David Newton, technical manager at Timac Agro UK, advises growers to plan ahead to get the crop off to the best start by ensuring maize is supplied with the right nutrition within a tight window.

“Current market conditions present maize growers with the perfect opportunity to produce a high value cash crop,” says Mr Newton. 

“However, to make sure this is seen in the clamp come autumn, growers can’t rest on their laurels and need to ensure they drill in the right conditions and feed the crop at the right time.

“Maize is a deep-rooting plant, so it needs the best possible seedbed to effectively establish its roots,” says Mr Newton.  

Early establishment

He adds that to give the crop the best chance of early establishment, it is important to ensure the seed is placed in moist soil and drilling depth needs to be adjusted accordingly.

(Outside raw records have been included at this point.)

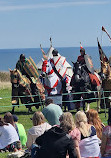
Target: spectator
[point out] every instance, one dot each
(74, 133)
(55, 143)
(21, 131)
(8, 117)
(106, 138)
(8, 137)
(94, 119)
(39, 127)
(89, 145)
(52, 112)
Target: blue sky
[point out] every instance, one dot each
(29, 23)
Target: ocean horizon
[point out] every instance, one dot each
(9, 57)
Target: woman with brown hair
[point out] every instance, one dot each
(89, 144)
(94, 119)
(8, 137)
(74, 132)
(39, 127)
(8, 117)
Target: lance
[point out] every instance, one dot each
(103, 29)
(50, 42)
(44, 54)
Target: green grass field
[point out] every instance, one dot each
(22, 112)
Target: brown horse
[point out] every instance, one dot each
(106, 77)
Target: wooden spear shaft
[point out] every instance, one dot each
(103, 29)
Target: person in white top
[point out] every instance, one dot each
(39, 127)
(8, 136)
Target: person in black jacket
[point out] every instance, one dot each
(56, 143)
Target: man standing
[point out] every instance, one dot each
(52, 112)
(20, 64)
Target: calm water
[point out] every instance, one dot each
(9, 57)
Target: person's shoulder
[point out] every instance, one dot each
(106, 128)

“When drilling maize, the soil temperature should be 10˚C at 10cm deep, to provide a warm environment for the seeds to thrive,” explains Mr Newton. He adds that maize can be drilled into the soil at a depth ranging from 25mm to 100mm. 

“Those with drier soils should aim to drill deeper, whereas wetter soils can afford to be drilled closer to the surface.”

To continue to encourage growth in the first few weeks, he adds it is important to assess the necessary inputs needed for the crop to flourish.

“The nutritional requirements of maize can largely be met by applying a starter fertiliser, such as Physiostart, in conjunction with farm manure to supply essential phosphate and potash, with a top up of nitrogen once the crop is away. Manure should be tested before application to gain an exact understanding of the nutrients that are being applied in order to tailor any further inputs that may be required.

“It’s important to fully understand the needs of the crop; there’s a misconception that maize demands a lot of phosphate in its infancy, but an excessive supply of freely available phosphate too early on can actually hinder root establishment.

“Highest demand is from 8 leaves to tasselling and manure applications can often meet the crops phosphate needs, as nutrients are slowly released throughout the growing season.

“Maize is going to be a highly sought-after crop this year, so I’d encourage all growers to pay attention to detail in the run up to planting and during early establishment to maximise yields,” Mr Newton concludes.